White On Whiter Crime
Last Saturday night, one of the regulars in my poker game hosted his own tournament in a brand-new basement space, and invited me over. The night at the tables went well, but that's not really the point. And yes, this will get back to marketing and advertising soon enough. Anyway...

My man has a fine new big screen TV, and had also splurged on the Ultimate Fighting Championship pay per view. I've been moderately familiar with the sport from just general cultural awareness, but had never seen an event up close. And while I'm long past the event horizon for becoming a fan, it's clear from just one viewing as to why the sport has made such inroads in certain demographics. Let's get into it.


* * * * *

1) It delivers what it promises.

In 11 fights, there were definitive winners (knock out or submission) in six events, with clear decisions (unanimous judging) in four others. If what works for you in sports is a clear winner and a clear loser, there really isn't anything more definitive than the end of an average MMA contest.

2) There's no "slow" play.

There doesn't seem to be such a thing as pointing your opponent to defeat, a la Floyd Mayweather, in a long and boring event where only the most discerning eye seems to acquire any worth from the contest. With so many offensive disciplines on the table, defense in UFC seems to be a case of ending your opponent's efforts before they end yours. Waiting them out, not so much. Which makes for a far more compelling spectacle.

3) There's a set schedule.

UFC events are numbered for a reason, and that reason is that the people who are watching this one seem absolutely locked into watching the next one. Which will be in three weeks, and the one after that is already on the calendar as well. Unlike boxing, where fans have to sometimes wait for years to see the fight they want, UFC fans know when their next fix is coming, and can plan accordingly.

4) It's pretty much impossible to not watch.

As noted above, I'm not a fight guy. I was in the room to play poker. But when the fight was live, the game was not, because that's just the nature of two people who might, well, fundamentally alter the course of the life of the other, in front of you. There's a reason why this sort of thing goes back eons, and why the competitors who seem more skilled at drawing the ire of the crowd get even more attention than anyone else. You can call it a train wreck if you like, but you're still watching.

5) There's no learning curve to new viewers.

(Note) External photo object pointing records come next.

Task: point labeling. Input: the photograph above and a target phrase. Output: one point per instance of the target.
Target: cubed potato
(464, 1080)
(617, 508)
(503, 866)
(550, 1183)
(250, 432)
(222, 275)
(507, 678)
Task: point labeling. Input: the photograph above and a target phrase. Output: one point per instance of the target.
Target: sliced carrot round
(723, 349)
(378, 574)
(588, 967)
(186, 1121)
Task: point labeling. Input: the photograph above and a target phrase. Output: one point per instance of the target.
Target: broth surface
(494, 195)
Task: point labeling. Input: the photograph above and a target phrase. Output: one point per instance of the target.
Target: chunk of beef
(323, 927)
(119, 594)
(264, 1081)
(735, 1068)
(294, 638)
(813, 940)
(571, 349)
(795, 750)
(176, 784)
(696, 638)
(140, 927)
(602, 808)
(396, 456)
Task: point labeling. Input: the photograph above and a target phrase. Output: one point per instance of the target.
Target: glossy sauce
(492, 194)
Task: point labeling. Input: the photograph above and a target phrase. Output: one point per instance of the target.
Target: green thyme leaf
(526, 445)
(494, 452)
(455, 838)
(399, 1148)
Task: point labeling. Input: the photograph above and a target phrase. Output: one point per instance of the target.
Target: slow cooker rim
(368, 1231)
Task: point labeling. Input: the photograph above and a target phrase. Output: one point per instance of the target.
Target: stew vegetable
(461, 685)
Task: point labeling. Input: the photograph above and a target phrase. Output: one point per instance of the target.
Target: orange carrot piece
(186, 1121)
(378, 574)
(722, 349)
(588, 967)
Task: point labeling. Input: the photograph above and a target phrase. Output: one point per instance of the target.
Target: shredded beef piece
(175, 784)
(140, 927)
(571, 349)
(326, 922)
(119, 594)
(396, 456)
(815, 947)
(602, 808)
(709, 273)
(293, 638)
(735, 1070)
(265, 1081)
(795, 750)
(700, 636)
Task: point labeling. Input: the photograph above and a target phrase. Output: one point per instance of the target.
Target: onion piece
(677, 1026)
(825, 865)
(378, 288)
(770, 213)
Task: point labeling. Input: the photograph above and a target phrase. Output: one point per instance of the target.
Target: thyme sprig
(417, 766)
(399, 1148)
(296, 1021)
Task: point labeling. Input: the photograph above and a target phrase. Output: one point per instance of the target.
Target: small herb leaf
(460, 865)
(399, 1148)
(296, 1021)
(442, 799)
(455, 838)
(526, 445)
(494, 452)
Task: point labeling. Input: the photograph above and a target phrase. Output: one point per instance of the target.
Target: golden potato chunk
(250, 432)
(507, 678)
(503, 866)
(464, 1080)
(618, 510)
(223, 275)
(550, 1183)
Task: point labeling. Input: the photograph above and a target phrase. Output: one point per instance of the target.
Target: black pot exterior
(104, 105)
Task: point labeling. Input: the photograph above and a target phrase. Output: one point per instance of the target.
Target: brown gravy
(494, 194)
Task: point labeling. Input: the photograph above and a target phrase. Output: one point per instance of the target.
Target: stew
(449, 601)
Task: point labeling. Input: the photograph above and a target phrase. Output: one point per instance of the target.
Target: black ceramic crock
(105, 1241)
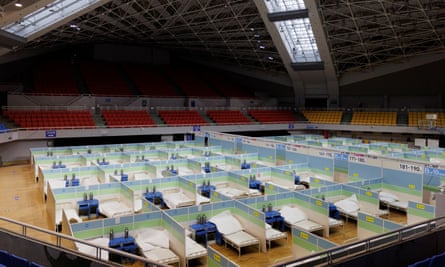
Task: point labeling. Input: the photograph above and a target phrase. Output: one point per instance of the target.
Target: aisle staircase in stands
(347, 117)
(402, 118)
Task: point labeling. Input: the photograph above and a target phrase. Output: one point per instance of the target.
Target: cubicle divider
(419, 155)
(305, 243)
(358, 148)
(147, 155)
(80, 173)
(67, 198)
(285, 175)
(368, 199)
(433, 178)
(437, 156)
(131, 171)
(271, 189)
(370, 184)
(405, 178)
(361, 166)
(341, 166)
(419, 212)
(134, 223)
(217, 259)
(177, 153)
(57, 162)
(265, 149)
(260, 173)
(177, 236)
(252, 221)
(369, 225)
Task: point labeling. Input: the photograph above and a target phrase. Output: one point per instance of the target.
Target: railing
(365, 246)
(58, 240)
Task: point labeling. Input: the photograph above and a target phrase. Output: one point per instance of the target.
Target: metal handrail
(364, 246)
(59, 238)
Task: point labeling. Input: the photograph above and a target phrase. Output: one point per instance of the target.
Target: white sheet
(161, 255)
(176, 200)
(193, 249)
(155, 245)
(294, 216)
(114, 208)
(273, 234)
(232, 192)
(348, 205)
(71, 214)
(141, 176)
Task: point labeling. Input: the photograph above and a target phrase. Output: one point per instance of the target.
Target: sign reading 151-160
(410, 168)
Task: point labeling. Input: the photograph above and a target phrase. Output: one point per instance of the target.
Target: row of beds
(349, 207)
(227, 225)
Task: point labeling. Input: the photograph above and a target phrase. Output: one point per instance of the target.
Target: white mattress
(232, 192)
(241, 239)
(193, 249)
(176, 200)
(161, 255)
(308, 225)
(114, 208)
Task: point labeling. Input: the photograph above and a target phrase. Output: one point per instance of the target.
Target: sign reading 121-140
(410, 167)
(50, 133)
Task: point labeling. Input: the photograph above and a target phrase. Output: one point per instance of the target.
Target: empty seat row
(316, 116)
(273, 116)
(228, 116)
(116, 118)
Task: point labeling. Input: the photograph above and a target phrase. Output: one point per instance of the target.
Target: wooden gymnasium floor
(21, 201)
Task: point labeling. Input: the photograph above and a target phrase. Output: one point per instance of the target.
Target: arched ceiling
(361, 35)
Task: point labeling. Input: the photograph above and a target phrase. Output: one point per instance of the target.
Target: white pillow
(293, 214)
(388, 197)
(348, 205)
(155, 237)
(226, 223)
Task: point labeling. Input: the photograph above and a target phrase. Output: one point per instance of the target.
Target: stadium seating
(104, 79)
(273, 116)
(54, 76)
(43, 119)
(323, 116)
(228, 117)
(374, 118)
(127, 118)
(182, 117)
(417, 119)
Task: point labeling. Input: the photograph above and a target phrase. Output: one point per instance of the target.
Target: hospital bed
(235, 193)
(273, 234)
(348, 207)
(232, 232)
(154, 244)
(175, 198)
(390, 200)
(92, 250)
(194, 250)
(114, 208)
(294, 216)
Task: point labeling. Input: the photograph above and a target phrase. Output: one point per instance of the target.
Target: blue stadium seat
(19, 261)
(5, 258)
(422, 263)
(437, 260)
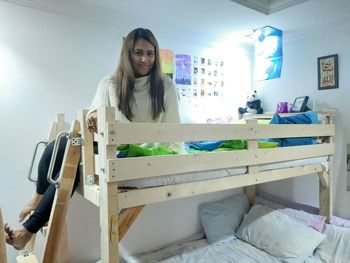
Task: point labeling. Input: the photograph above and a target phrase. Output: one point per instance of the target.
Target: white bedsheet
(199, 251)
(335, 248)
(213, 174)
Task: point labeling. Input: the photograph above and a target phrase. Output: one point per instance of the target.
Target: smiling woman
(138, 90)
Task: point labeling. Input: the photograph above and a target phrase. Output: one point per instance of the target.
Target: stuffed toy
(253, 104)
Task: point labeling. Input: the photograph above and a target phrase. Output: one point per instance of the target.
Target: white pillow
(220, 219)
(278, 234)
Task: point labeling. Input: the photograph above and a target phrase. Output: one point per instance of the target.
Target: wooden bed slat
(124, 133)
(143, 167)
(126, 218)
(146, 196)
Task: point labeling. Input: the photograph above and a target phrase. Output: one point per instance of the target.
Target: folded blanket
(304, 118)
(133, 150)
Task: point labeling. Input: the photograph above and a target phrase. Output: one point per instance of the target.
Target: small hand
(92, 122)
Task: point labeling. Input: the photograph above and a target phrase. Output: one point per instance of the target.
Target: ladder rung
(27, 259)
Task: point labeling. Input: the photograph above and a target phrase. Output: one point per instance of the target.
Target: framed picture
(327, 72)
(299, 104)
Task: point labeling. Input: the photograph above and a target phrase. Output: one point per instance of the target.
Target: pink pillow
(337, 221)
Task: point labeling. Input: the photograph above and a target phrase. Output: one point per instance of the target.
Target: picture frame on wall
(299, 104)
(327, 72)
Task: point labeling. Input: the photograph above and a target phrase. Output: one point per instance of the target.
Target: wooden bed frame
(119, 208)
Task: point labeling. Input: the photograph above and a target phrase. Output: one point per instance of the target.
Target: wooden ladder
(57, 222)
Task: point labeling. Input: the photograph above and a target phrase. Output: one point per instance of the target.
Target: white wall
(299, 78)
(52, 63)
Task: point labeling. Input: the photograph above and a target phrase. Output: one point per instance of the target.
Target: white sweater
(142, 109)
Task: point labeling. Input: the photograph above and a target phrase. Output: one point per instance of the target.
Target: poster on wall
(167, 61)
(348, 167)
(327, 72)
(183, 69)
(268, 53)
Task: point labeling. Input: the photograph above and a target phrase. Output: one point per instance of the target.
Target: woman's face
(142, 57)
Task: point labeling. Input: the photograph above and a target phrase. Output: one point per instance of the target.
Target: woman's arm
(171, 113)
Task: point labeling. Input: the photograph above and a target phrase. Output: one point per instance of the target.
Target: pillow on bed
(315, 221)
(278, 234)
(220, 219)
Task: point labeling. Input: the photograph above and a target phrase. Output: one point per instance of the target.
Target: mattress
(335, 248)
(214, 174)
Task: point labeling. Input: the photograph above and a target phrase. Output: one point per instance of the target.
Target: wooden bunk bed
(100, 174)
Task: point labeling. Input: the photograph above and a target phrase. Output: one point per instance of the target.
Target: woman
(139, 92)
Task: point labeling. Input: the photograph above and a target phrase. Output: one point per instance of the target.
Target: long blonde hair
(124, 79)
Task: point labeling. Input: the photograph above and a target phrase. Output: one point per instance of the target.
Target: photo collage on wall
(199, 76)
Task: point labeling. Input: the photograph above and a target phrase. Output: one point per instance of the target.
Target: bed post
(108, 190)
(326, 179)
(251, 144)
(3, 252)
(88, 169)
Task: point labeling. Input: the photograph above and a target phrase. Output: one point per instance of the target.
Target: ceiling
(200, 20)
(268, 6)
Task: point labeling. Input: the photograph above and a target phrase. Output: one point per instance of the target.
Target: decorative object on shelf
(253, 104)
(299, 104)
(282, 107)
(327, 72)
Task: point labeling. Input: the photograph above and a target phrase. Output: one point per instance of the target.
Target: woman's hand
(91, 121)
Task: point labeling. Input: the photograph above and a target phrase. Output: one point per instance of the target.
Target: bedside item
(299, 104)
(282, 107)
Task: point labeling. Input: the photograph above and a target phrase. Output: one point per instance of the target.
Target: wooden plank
(87, 154)
(252, 169)
(63, 256)
(126, 219)
(143, 167)
(3, 251)
(92, 194)
(326, 191)
(108, 191)
(323, 176)
(62, 197)
(123, 133)
(27, 259)
(146, 196)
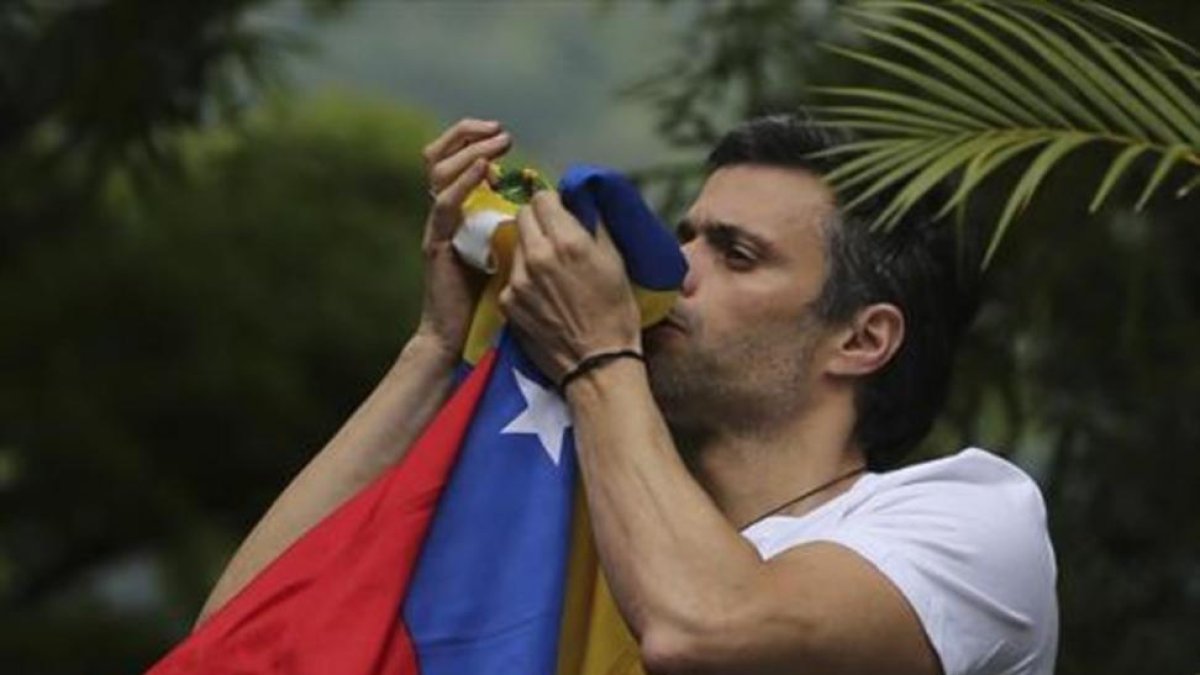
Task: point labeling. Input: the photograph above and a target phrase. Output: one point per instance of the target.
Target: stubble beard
(744, 386)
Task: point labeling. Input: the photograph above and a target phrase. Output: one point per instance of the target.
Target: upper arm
(820, 608)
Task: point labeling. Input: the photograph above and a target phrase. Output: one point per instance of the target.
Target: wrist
(598, 382)
(431, 350)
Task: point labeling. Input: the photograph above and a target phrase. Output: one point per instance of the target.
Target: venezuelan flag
(473, 554)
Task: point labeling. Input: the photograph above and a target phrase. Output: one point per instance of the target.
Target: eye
(685, 233)
(737, 256)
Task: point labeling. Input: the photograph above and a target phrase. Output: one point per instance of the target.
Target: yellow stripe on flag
(594, 639)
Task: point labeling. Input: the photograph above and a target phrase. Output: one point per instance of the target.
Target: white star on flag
(546, 416)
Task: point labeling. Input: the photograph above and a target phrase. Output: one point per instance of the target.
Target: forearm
(375, 437)
(671, 557)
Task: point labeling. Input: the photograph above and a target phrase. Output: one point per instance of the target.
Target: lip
(670, 323)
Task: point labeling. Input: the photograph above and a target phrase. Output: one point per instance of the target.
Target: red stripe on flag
(330, 603)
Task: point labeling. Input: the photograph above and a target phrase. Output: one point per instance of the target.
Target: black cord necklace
(807, 495)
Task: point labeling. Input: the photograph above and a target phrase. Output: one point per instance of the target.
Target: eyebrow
(726, 230)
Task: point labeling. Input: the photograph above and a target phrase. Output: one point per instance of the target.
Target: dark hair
(916, 266)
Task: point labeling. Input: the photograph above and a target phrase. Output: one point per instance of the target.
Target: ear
(868, 342)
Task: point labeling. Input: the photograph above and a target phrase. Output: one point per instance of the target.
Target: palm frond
(982, 84)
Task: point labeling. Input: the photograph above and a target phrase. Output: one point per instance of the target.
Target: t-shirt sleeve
(970, 551)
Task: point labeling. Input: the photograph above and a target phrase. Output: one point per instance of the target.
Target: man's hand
(568, 294)
(455, 163)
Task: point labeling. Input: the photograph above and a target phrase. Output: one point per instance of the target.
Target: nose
(691, 279)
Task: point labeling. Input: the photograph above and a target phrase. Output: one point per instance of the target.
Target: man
(726, 475)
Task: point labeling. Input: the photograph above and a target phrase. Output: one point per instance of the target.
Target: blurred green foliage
(183, 347)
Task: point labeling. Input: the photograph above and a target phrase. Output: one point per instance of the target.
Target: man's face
(739, 342)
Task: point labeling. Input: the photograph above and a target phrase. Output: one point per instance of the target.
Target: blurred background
(209, 215)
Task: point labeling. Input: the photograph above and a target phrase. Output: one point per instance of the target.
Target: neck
(750, 472)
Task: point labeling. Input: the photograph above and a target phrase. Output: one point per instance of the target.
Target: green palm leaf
(989, 83)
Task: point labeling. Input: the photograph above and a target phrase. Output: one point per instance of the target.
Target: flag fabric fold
(457, 560)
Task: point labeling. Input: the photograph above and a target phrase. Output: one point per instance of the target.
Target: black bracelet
(597, 360)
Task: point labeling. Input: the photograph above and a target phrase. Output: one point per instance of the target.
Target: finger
(531, 236)
(556, 221)
(456, 137)
(448, 203)
(448, 169)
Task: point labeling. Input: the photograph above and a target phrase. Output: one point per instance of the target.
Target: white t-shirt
(965, 539)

Football, basketball, baseball: all have fairly arcane rules that can cause a new viewer to, well, ruin it for experts in the room by asking basic questions. As advanced mathematics come into play for player evaluations, the barrier to entry increases, because no one wants to explain all of that as well. UFC has more strategy and statistics than a casual observer might imagine, but you really don't need to know any of them to understand what's going on. Two people are trying to do massive and sudden violence to each other. You can ignore the statistics if you like.

6) It's (cheerfully) niche and exclusionary.


If you find this kind of sport to be morally repugnant, or the human equivalent of cockfighting, or something that just shows the worst of human behavior glorified and made fiscally lucrative... well, you aren't going to be watching it. Ever. Which means that the people who are watching it don't ever have to hear from you, as football fans have to during the run-up to the Super Bowl, or baseball fans have to with people who think their game is dull during the World Series, or basketball fans, or hockey fans, or soccer fans, and so on, and so on. There's big money in MMA (UFC is said to be worth $2 billion now, or 100X what it sold for in 2001), and yet it still has the feel of a shared secret, without watered down fantasy league fans or office pools.

7) It's going to get bigger, and probably better, with international scalability.


Like big special effects movies, you don't have to show massive artistic worth to make this product cross borders (or, likely, even a translation). There's a reason why boxers used to be worldwide celebrities. MMA fighters may not have the same level of appeal or career length, but so long as the events come out routinely and avoid high impropriety, there's no reason whatsoever to think the top of the wave is in sight.

Is there a gating element on the horizon? Well, sure. The nature of the sport is primal and exclusionary, and at some point, a fatality might occur in a high visibility event. (Some Web research tells me that there have been a handful so far in lesser leagues, but so far, the incidents have been less than boxing, which isn't exactly the highest of praise.) That potential might keep mainstream advertising away, though there's certainly a lot of big brands already on the telecast. The history of combat sports is one of inevitable corruption, because gamblers only need to get to one person to create fraud. That's probably going to happen here, if it hasn't already.

But in terms of what I saw in the room? Mainstream sports wish they had this level of attachment from their audiences. Which means it's also a DVR-free experience, and a high value marketing and advertising opportunity for targeted demographics.